Milou's Archive

Boy's Chemistry




Chapter 8

Parting Ways

Scrambled Eggs with Tomatoes, Braised Beef, Stir-Fried Seasonal Greens, Vinegar Fish, and Lichen Egg Drop Soup.

Four dishes and a soup—simple in appearance, yet several required considerable effort: the tomatoes for the scrambled eggs were peeled, the braised beef featured the coveted tenderloin cut—the hardest to snag at the market. The stir-fried greens were picked at their very tender tips. Cleaning the innards of the small fish for the vinegar fish alone was a chore, not to mention the wood ear mushrooms in the egg drop soup, which Mother Fa personally foraged from the fields. Washing them took nearly as long as gathering them… …

In short, these were dishes the Fa family would never make for themselves on an ordinary day. The family enjoyed a rare quiet meal together. The Fa siblings were too busy shoveling food into their mouths to lift their heads, while Mother Fa and Father Fa were simply exhausted—their mouths tired, their bodies even more so. After dividing the last bit of rice in the cooker between the boys, Mother Fa began explaining what she hadn’t had time to say yesterday: She brought over another basket of eggs—not the one she’d brought back yesterday, but the one Father Fa had brought. It was filled to the brim, and by eye, it seemed to hold even more than the basket given to Mulin and Zhi Zhi.“Your classmate loves our eggs, right? These are for him. Don’t let him pay—we’ve known each other for years,” Mother Fa said to Fa Muzhi. 

After a few bites of the last rice mixed with vegetable broth, Fa Muzhi swallowed and replied, “Let him pay. He won’t feel right if he doesn’t. Don’t worry—he’s a young master. His family has money.” She’d repeated this same line countless times, always met with the same response.

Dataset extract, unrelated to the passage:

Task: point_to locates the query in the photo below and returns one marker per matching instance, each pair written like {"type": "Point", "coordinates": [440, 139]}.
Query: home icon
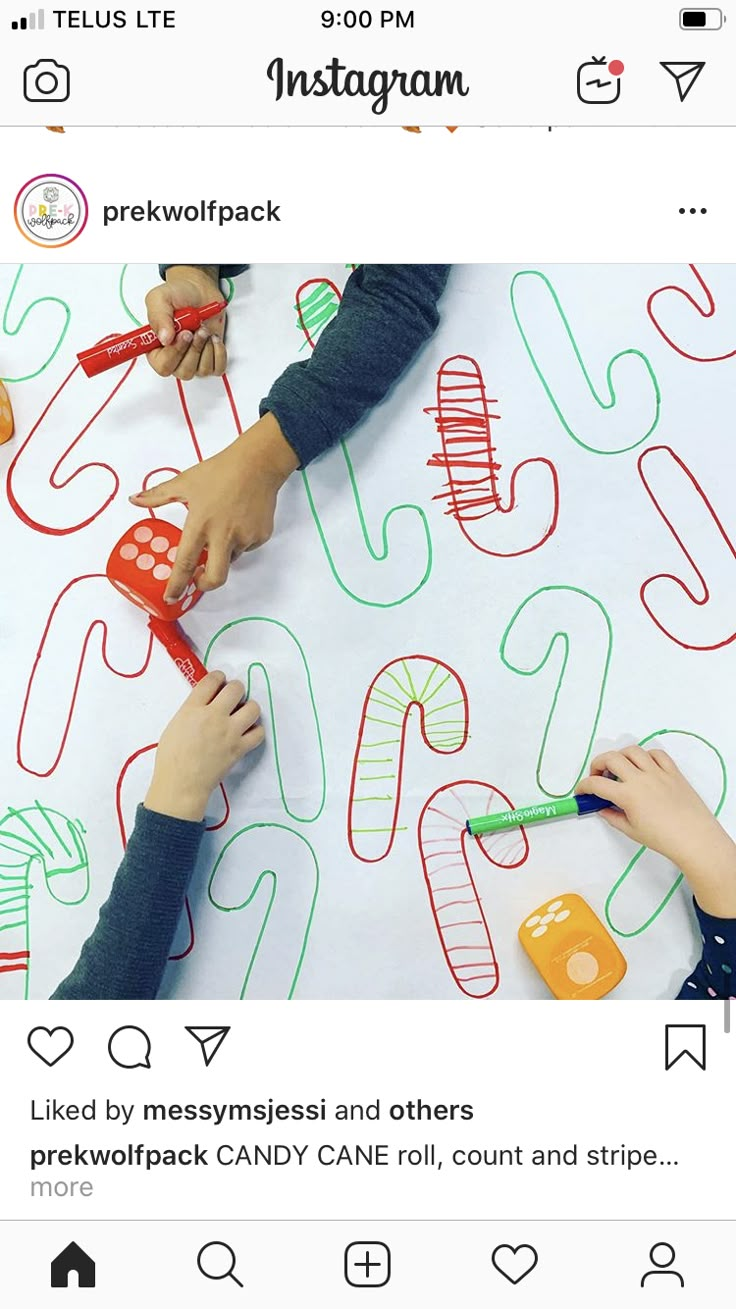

At a loss for words, Mother Fa shook her head and simply pushed the basket fully toward Fa Muzhi. 

Father Fa couldn’t help but remark, “That boy hasn’t grown tired of our eggs after all these years. He truly loves them! Just like Old Master Fabugui.”

Mr. Fabugui—this name was familiar to Fa Muzhi. He was one of their two major clients. 

The couple discussed these two important customers for a while before Fa Mulin interrupted their conversation. 

He opened his palm, revealing four antique-looking jade-colored medicine bottles.“What are these? They look like quick-acting heart pills.” Father Mu was taken aback. 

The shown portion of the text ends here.